何が起きたのか
世界銀行が6月に発表した「グローバル経済見通し(Global Economic Prospects)」は、2026年の世界経済成長率を2.5%と予測した。これは新型コロナウイルス感染拡大直後を除けば、過去数年で最も低い水準にあたる。世界銀行は分析対象とした経済のうち3分の2で成長率予測を下方修正しており、特に新興・発展途上国の成長率見通しは4.4%から3.6%へと大幅に引き下げられた。貿易摩擦の長期化と各国の金融引き締めが、成長の重荷になっているとの分析だ。
対照的に、ゴールドマン・サックスは同時期に発表したリポートで2026年の世界成長率を2.8%とし、世界銀行より強気の見方を示した。同社は、AI関連投資の拡大や、想定より底堅い米国の消費が下支え要因になるとみている。同じ経済指標を見ながら国際機関と民間金融機関の予測が0.3ポイント分かれる状況は、現在の世界経済がいかに不確実性の高い局面にあるかを物語っている。

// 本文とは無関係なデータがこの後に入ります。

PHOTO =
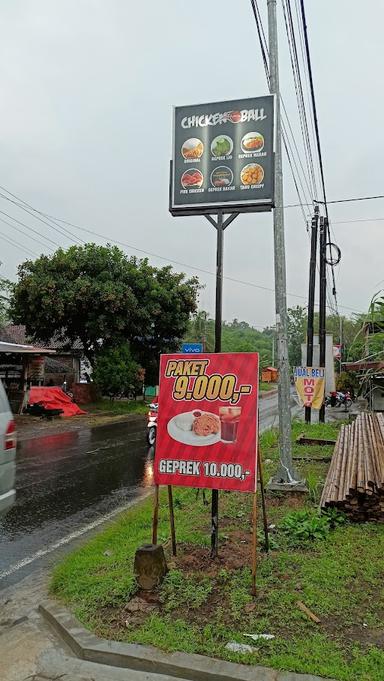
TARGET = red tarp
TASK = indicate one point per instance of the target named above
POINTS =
(54, 398)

国際通貨基金(IMF)も4月時点の見通しでは世界銀行に近い慎重な数字を示しており、複数の国際機関に共通するのは、貿易摩擦の長期化に対する警戒感だ。一方でIMFは、AI関連の生産性向上効果が中期的には成長率を押し上げる可能性があるとも付言しており、短期の下方修正と中長期の期待感が併存する構図が、複数の予測機関のリポートに共通して見られる。
中国経済の減速も鮮明だ。国家統計局が発表した5月の新築住宅価格は前年同月比3.5%下落し、これで35カ月連続のマイナスとなった。この長期化する下落トレンドは、政府が過去に打ち出した複数の支援策の効果が限定的であったことを裏付けている。都市別に見ると、上海は前年比3.2%のプラスを維持した一方、重慶は4.7%、天津は4.7%、深センは4.5%、広州は3.3%、北京は2.1%それぞれ下落しており、地域間の格差が拡大している。上海など一部の一線都市を除けば、不動産市場の調整は依然として終わりが見えない状況だ。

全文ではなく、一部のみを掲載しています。